Journal of Frontiers of Computer Science and Technology ›› 2016, Vol. 10 ›› Issue (1): 122-129.DOI: 10.3778/j.issn.1673-9418.1502017

Previous Articles     Next Articles

Semantic Model with Thesaurus for Forestry Information Retrieval

HAN Qichen1,2, LI Dongmei1+   

  1. 1. School of Information Science and Technology, Beijing Forestry University, Beijing 100083, China
    2. School of Engineering Science, University of Chinese Academy of Sciences, Beijing 100049, China
  • Online:2016-01-01 Published:2016-01-07

基于叙词表的林业信息语义检索模型

韩其琛1,2,李冬梅1+   

  1. 1. 北京林业大学 信息学院,北京 100083
    2. 中国科学院大学 工程科学学院,北京 100049

Abstract: With the speedy development of the Internet, keyword-based retrieval method has failed to meet the needs of people. The semantic relationship within the thesaurus can improve recall ratio and precision ratio. If the thesaurus is introduced into current network information retrieval tool, the search technology would be definitely improved with the aid of rich semantic relationship of the thesaurus. This paper proposes an idea of calculating the similarity based on the relationship among the terms in the thesaurus. Utilizing query extension, this paper designs a semantic model with thesaurus for forestry information retrieval (SMTFIR). Finally, this paper compares SMTFIR, Baidu and the method used in agricultural thesaurus with two category realms in forestry thesaurus. The?results show that SMTFIR can improve keyword-based retrieval method more effectively using thesaurus. In addition, SMTFIR is also suitable to other domains and provides a new thought for applying thesaurus in network information system.

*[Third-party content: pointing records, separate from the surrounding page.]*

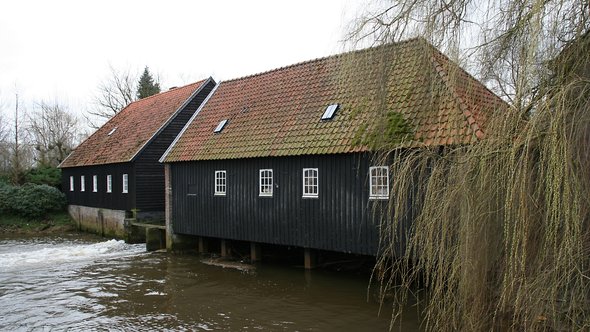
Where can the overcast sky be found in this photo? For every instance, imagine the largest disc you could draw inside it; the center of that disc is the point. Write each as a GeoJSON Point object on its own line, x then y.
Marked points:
{"type": "Point", "coordinates": [61, 50]}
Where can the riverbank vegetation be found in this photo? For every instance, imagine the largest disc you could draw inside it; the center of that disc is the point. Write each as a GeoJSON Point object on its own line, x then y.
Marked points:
{"type": "Point", "coordinates": [500, 238]}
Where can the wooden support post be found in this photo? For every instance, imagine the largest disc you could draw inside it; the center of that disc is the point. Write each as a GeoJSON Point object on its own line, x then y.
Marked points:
{"type": "Point", "coordinates": [309, 258]}
{"type": "Point", "coordinates": [225, 250]}
{"type": "Point", "coordinates": [203, 245]}
{"type": "Point", "coordinates": [254, 252]}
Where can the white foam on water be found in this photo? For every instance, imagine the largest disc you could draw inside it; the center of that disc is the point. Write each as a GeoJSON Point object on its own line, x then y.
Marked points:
{"type": "Point", "coordinates": [57, 254]}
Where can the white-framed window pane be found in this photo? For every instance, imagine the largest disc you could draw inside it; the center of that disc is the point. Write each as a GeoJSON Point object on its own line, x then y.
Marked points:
{"type": "Point", "coordinates": [220, 182]}
{"type": "Point", "coordinates": [125, 183]}
{"type": "Point", "coordinates": [379, 182]}
{"type": "Point", "coordinates": [310, 182]}
{"type": "Point", "coordinates": [265, 182]}
{"type": "Point", "coordinates": [109, 183]}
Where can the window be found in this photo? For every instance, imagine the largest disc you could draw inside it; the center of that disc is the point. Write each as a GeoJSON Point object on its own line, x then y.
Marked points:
{"type": "Point", "coordinates": [125, 183]}
{"type": "Point", "coordinates": [109, 183]}
{"type": "Point", "coordinates": [310, 182]}
{"type": "Point", "coordinates": [192, 190]}
{"type": "Point", "coordinates": [265, 182]}
{"type": "Point", "coordinates": [220, 183]}
{"type": "Point", "coordinates": [94, 183]}
{"type": "Point", "coordinates": [379, 182]}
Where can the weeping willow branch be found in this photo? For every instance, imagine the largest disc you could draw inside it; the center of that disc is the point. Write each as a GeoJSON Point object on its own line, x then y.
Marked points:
{"type": "Point", "coordinates": [495, 235]}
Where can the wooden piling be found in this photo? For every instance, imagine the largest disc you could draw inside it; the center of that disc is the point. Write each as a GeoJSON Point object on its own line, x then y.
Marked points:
{"type": "Point", "coordinates": [309, 259]}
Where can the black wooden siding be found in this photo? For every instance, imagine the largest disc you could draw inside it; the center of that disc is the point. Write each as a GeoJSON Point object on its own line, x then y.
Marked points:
{"type": "Point", "coordinates": [149, 171]}
{"type": "Point", "coordinates": [340, 219]}
{"type": "Point", "coordinates": [116, 200]}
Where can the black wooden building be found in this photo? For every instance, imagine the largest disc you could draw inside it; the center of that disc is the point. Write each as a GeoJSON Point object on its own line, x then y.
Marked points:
{"type": "Point", "coordinates": [115, 172]}
{"type": "Point", "coordinates": [285, 157]}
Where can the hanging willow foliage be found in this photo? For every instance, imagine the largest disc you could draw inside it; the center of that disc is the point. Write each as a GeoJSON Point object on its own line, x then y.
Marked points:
{"type": "Point", "coordinates": [499, 237]}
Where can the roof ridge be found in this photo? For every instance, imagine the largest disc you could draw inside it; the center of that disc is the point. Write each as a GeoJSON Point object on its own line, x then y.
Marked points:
{"type": "Point", "coordinates": [334, 56]}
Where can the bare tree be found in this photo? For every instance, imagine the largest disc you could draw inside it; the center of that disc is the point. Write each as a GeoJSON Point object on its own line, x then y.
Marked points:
{"type": "Point", "coordinates": [53, 133]}
{"type": "Point", "coordinates": [114, 93]}
{"type": "Point", "coordinates": [20, 152]}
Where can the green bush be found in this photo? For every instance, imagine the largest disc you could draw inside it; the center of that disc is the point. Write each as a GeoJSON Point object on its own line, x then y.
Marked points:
{"type": "Point", "coordinates": [7, 197]}
{"type": "Point", "coordinates": [31, 200]}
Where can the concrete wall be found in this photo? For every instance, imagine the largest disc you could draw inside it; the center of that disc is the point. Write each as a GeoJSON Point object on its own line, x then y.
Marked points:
{"type": "Point", "coordinates": [105, 222]}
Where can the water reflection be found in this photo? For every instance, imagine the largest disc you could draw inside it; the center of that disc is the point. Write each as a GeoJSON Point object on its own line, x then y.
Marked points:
{"type": "Point", "coordinates": [124, 288]}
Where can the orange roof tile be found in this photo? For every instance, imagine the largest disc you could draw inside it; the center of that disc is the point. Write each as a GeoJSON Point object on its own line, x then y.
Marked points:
{"type": "Point", "coordinates": [277, 113]}
{"type": "Point", "coordinates": [125, 134]}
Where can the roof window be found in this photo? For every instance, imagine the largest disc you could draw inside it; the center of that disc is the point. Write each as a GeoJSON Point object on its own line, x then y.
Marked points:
{"type": "Point", "coordinates": [112, 131]}
{"type": "Point", "coordinates": [220, 126]}
{"type": "Point", "coordinates": [330, 111]}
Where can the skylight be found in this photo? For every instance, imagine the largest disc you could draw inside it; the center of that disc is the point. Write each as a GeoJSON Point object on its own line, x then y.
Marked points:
{"type": "Point", "coordinates": [220, 126]}
{"type": "Point", "coordinates": [112, 131]}
{"type": "Point", "coordinates": [330, 111]}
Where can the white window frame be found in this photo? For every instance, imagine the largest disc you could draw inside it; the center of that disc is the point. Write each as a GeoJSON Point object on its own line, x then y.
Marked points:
{"type": "Point", "coordinates": [308, 189]}
{"type": "Point", "coordinates": [125, 183]}
{"type": "Point", "coordinates": [109, 184]}
{"type": "Point", "coordinates": [265, 183]}
{"type": "Point", "coordinates": [220, 183]}
{"type": "Point", "coordinates": [94, 183]}
{"type": "Point", "coordinates": [378, 190]}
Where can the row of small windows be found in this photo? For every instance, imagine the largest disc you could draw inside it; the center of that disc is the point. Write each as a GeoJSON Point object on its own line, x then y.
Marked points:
{"type": "Point", "coordinates": [109, 182]}
{"type": "Point", "coordinates": [378, 182]}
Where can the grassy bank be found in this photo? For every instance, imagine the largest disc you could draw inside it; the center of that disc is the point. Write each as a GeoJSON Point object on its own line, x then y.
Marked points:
{"type": "Point", "coordinates": [54, 223]}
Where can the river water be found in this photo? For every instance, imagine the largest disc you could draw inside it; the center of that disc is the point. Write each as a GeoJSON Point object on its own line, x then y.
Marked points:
{"type": "Point", "coordinates": [84, 283]}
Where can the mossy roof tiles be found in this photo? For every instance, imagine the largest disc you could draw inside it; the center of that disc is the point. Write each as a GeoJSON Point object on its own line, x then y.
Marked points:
{"type": "Point", "coordinates": [277, 113]}
{"type": "Point", "coordinates": [132, 128]}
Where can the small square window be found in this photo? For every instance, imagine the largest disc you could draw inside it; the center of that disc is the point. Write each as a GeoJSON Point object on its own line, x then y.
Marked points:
{"type": "Point", "coordinates": [109, 183]}
{"type": "Point", "coordinates": [220, 183]}
{"type": "Point", "coordinates": [94, 183]}
{"type": "Point", "coordinates": [310, 182]}
{"type": "Point", "coordinates": [125, 183]}
{"type": "Point", "coordinates": [379, 182]}
{"type": "Point", "coordinates": [265, 182]}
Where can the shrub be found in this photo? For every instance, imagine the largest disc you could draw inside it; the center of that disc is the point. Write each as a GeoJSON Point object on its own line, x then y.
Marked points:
{"type": "Point", "coordinates": [35, 201]}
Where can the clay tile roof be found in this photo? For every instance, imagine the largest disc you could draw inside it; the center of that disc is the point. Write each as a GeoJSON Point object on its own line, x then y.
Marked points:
{"type": "Point", "coordinates": [125, 134]}
{"type": "Point", "coordinates": [277, 113]}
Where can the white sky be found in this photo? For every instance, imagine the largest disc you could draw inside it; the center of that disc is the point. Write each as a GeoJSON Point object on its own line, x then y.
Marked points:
{"type": "Point", "coordinates": [61, 50]}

Key words: forestry thesaurus, semantic retrieval, similarity computation, query extension, webpage grabbing

摘要: 随着互联网的快速发展,基于关键词字面匹配的信息检索方式已不能满足人们的需求。叙词表中所包含的语义关系是提高查全率和查准率的重要途径,如果将叙词表控制机制引入当前网络信息检索工具中,必然能在一定程度上提高信息检索的效率。利用叙词表中的词间关系,提出了一种计算叙词间语义相似度的方法,借助查询扩展的思想,设计了一种基于叙词表的林业信息语义检索模型。最后,以林业汉英拉叙词表中两个类目范畴作为实验对象,分别同百度搜索引擎、农业叙词表中所使用的检索方法进行了比较,实验结果表明,提出的检索模型可以更好地利用叙词表来改进传统的基于关键字的检索方式,此外,所提模型是通用的,为叙词表在网络信息系统中的应用提供了一种新的思路。

关键词: 林业叙词表, 语义检索, 相似度计算, 查询扩展, 网页抓取